No single factor is determinative; rather it will be a combination of factors that will lead to a conclusion as to the character of the activities.
Application to your circumstances
In this case, you originally purchased the property as your main residence. However, we consider there was a change of purpose for which the property was held when you decided to subdivide, demolish the dilapidated building and develop the land.

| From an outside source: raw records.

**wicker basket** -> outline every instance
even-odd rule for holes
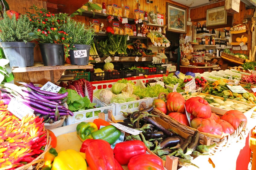
[[[172,117],[165,115],[155,108],[154,109],[152,113],[159,116],[161,119],[188,135],[193,135],[195,131],[197,130],[195,129],[181,123]],[[216,135],[210,134],[200,132],[200,143],[201,144],[203,143],[204,138],[205,136],[206,136],[210,139],[211,144],[216,143],[216,146],[211,149],[209,153],[210,155],[214,155],[216,153],[225,150],[226,147],[228,146],[232,142],[236,142],[239,140],[246,138],[249,131],[247,128],[246,128],[245,131],[242,130],[244,125],[244,122],[241,122],[239,126],[233,133],[221,138],[216,138]]]
[[[226,58],[232,59],[234,60],[237,61],[239,62],[241,62],[241,63],[244,63],[245,61],[245,59],[243,59],[242,58],[240,58],[235,57],[234,56],[229,54],[225,53],[222,53],[221,55],[222,56],[223,56],[223,57],[224,57]]]

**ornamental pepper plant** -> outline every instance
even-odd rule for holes
[[[69,56],[72,37],[63,30],[63,25],[66,23],[68,14],[59,13],[52,13],[49,11],[36,6],[30,9],[36,11],[34,14],[27,12],[29,20],[34,27],[34,33],[41,43],[62,44],[64,46],[66,57]]]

You subdivided the block and built units. You live in one as your main residence, and the other was sold. It would appear that the subdivision project has the characteristics of a commercial transaction.
Therefore, as the activity was entered into, and any profits made, in the course of carrying out an isolated transaction with a view to a profit, the proceeds will be considered ordinary assessable income under section 6-5 of the ITAA 1997.
Assessable under the capital gains tax provisions
Section 118-20 of the ITAA 1997 primarily exists to ensure that amounts which are assessable income outside of the CGT provisions are not also taxed as capital gains. In the absence of such a provision, it is conceivable that a receipt properly characterised as ordinary income and which has also been derived as a result of a CGT event could result in the receipt being taxed twice. Therefore, whilst CGT event A1 occurred when you sold the unit, any capital gain will be disregarded to the extent of any amount already included as ordinary assessable income under section 6-5 of the ITAA 1997.
Therefore, as no amount is assessable as a capital gain, you are not entitled to apply the 50% general discount.